Purchasing locally grown produce is part of Northwestern Dining’s commitment to sustainability and to meeting the University’s needs. Locally grown produce not only ensures fresh, great tasting, and nutritious food, it supports the local communities, including local farmers and artisan producers. Northwestern Dining’s definition of “local” is produce that is grown and delivered in the same state or geographic location.

To meet the University’s needs, Northwestern Dining has a specialized database that matches local farms to distributors in the Midwest region such as Midwest Foods. This “Local Produce Farmer Listing” shows which of the more than 600 farmers in our supplier community are growing the food we serve and whether that food is locally grown, organic, or sustainably grown. Since the start of 2016 fall quarter, Northwestern Dining’s residential dining halls have sourced and purchased just under $28,000 of locally grown produce. This includes produce like carrots, tomatoes, squash, and more from farms like Windy City Harvest, Mighty Vines, Garwood Orchards and Parrfection Produce.

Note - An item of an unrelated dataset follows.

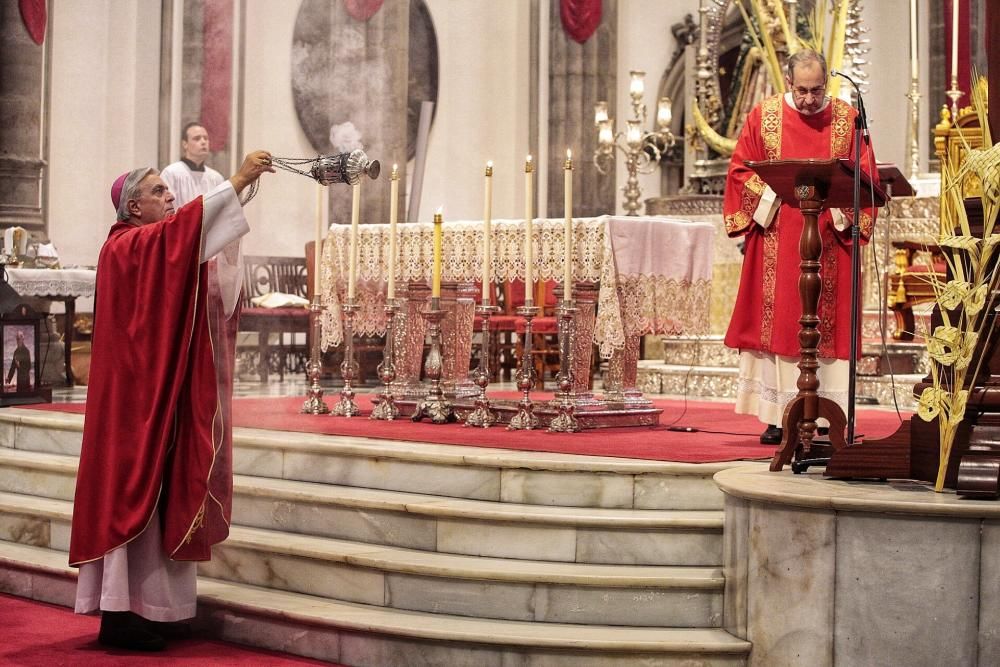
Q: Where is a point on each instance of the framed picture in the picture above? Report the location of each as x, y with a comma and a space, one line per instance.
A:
20, 363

In addition to our commitment to increasing our purchase of locally grown produce, Northwestern Dining is working with Real Food at NU (NURF) to reach the goal of 20 percent Real Food by 2020, as outlined in the Real Food Challenge Commitment signed by President Schapiro in 2015. Real Food is defined as food that is produced locally and through systems that are fair, ecologically sound, and humane.

In April of last year, NURF finished the baseline Real Food calculator and determined that Northwestern University sourced just over 3 percent Real Food in 2014 to 2015 academic year. This year, Northwestern Dining estimates that our percentage has increased to more than 6 percent, but final numbers have not yet been confirmed or reported by Real Food.

NURF and Northwestern Dining are working together to find producers and products that qualify as Real. We are looking into producers such as Sea to Table and Local Foods, and making product shifts to Real Food, including a mass change to ordering sustainable organic grains. We now have four paid NURF interns working with Northwestern Dining every week to identify possible shifts to Real Food products and to calculate our new percentage each year.

To help increase that percentage and raise student awareness of Real Food and the work that we are doing, Northwestern Dining and NURF have established monthly Real Food Days. The third Monday of every month is Real Food Day in all dining halls. On Real Food Days, Real Food is served for lunch, and the meal is accompanied by educational signage. We’ve also developed year-round promotional materials to educate the student body about Real Food and its role in addressing sustainable, humane, fair, and local food production.